Indofarma Bakal Jual Aset buat Bayar Gaji Karyawan, Serikat Pekerja Bilang Begini

JAKARTA – Kementerian Badan Usaha Milik Negara (BUMN) berencana berjualan sebagian aset PT Indofarma Tbk atau INAF. Dana dari hasil proses ini digunakan untuk membayar pendapatan lalu kewajiban karyawan INAF.
Ketua Umum Serikat Pekerja (SP) Indofarma, Meidawati menyebut, jualan aset membutuhkan proses panjang. Sementara, karyawan yang tiada dipenuhi hak-haknya sejak Januari-Agustus 2024 membutuhkan penghasilan untuk memenuhi keperluan sehari-hari.
“Bicara perdagangan aset ini tidak ada mudah, kemudian butuh proses. Sementara kami sudah ada pada titik nadir terbawah, ketika gajian tidak ada full, tiada terbayarkan. Sedangkan sejumlah hal-hal yang mana perlu diurus, untuk makan semata telah susah,” ujar Meidawati untuk wartawan, Selasa (3/9/2024).
Menurutnya, Indofarma harus meyakinkan bahwa aset yang digunakan dilepas diselesaikan sanggup diselesaikan secepatnya, sehingga tak ada masalah. Sebaliknya, jikalau memakan waktu lama, maka perlu ada intervensi pemerintah agar perusahaan mampu membayar hak-hak karyawan.
SP sendiri membeberkan sebanyak 1.100 karyawan Indofarma belum menerima upah penuh sejak awal tahun. Sementara, ada sekitar 400 eks karyawan yang digunakan tak mendapat hak pesangon, pensiunan, hingga santunan kematian.

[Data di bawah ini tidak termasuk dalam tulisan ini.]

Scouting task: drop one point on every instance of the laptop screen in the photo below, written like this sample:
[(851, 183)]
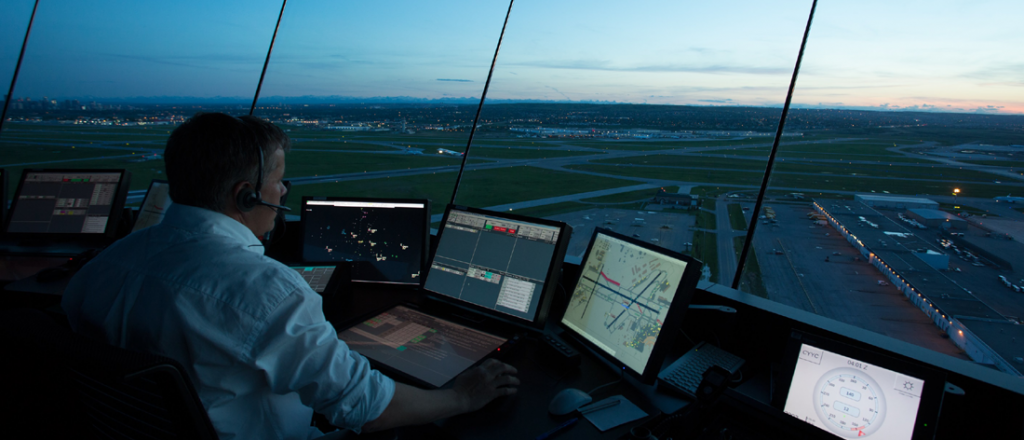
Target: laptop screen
[(426, 348)]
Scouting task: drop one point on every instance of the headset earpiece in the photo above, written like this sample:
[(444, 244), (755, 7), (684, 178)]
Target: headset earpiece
[(247, 199)]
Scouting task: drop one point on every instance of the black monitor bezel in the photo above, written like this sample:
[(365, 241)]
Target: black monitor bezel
[(332, 283), (116, 209), (550, 281), (677, 310), (426, 233), (931, 397), (146, 199)]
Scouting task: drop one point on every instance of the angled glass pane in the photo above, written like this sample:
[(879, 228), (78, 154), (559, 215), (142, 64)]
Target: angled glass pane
[(887, 207), (13, 22), (378, 97), (103, 84), (628, 117)]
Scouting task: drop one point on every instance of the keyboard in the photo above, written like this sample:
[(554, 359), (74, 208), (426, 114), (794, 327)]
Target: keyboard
[(686, 372)]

“Kalau pemerintah ini memberikan perhatian khusus bisa saja mempercepat, kita juga gak tahu. Tapi harapan kami bicara mengenai hak-hak kami, yang digunakan pertama mampu dibayarkan,” paparnya.
“Yang kedua upah dapat dinormalkan, artinya sampai sekarang dari awal tahun kami tiada mendapatkan pendapatan yang dimaksud penuh. Dan yang sudah ada pensiun kan belum dibayarkan juga sudah ada hampir dua tahun,” lanjut dia.
Dikarenakan persoalan hukum dugaan korupsi yang melilit Indofarma, perusahaan tak mampu memenuhi hak karyawan. Meidawati menyebut, ada beberapa karyawan yang mengalami pemotongan penghasilan hingga 50 persen.
“50-90 persen itu yang diterima dari Januari sampai Agustus. Sampai tanggal ini September juga belum gajian. Artinya sejak Januari sampai September kami tak menerima penghasilan secara full. Ada juga tunjangan-tunjangan yang belum dibayarkan,” ucap Meidawati.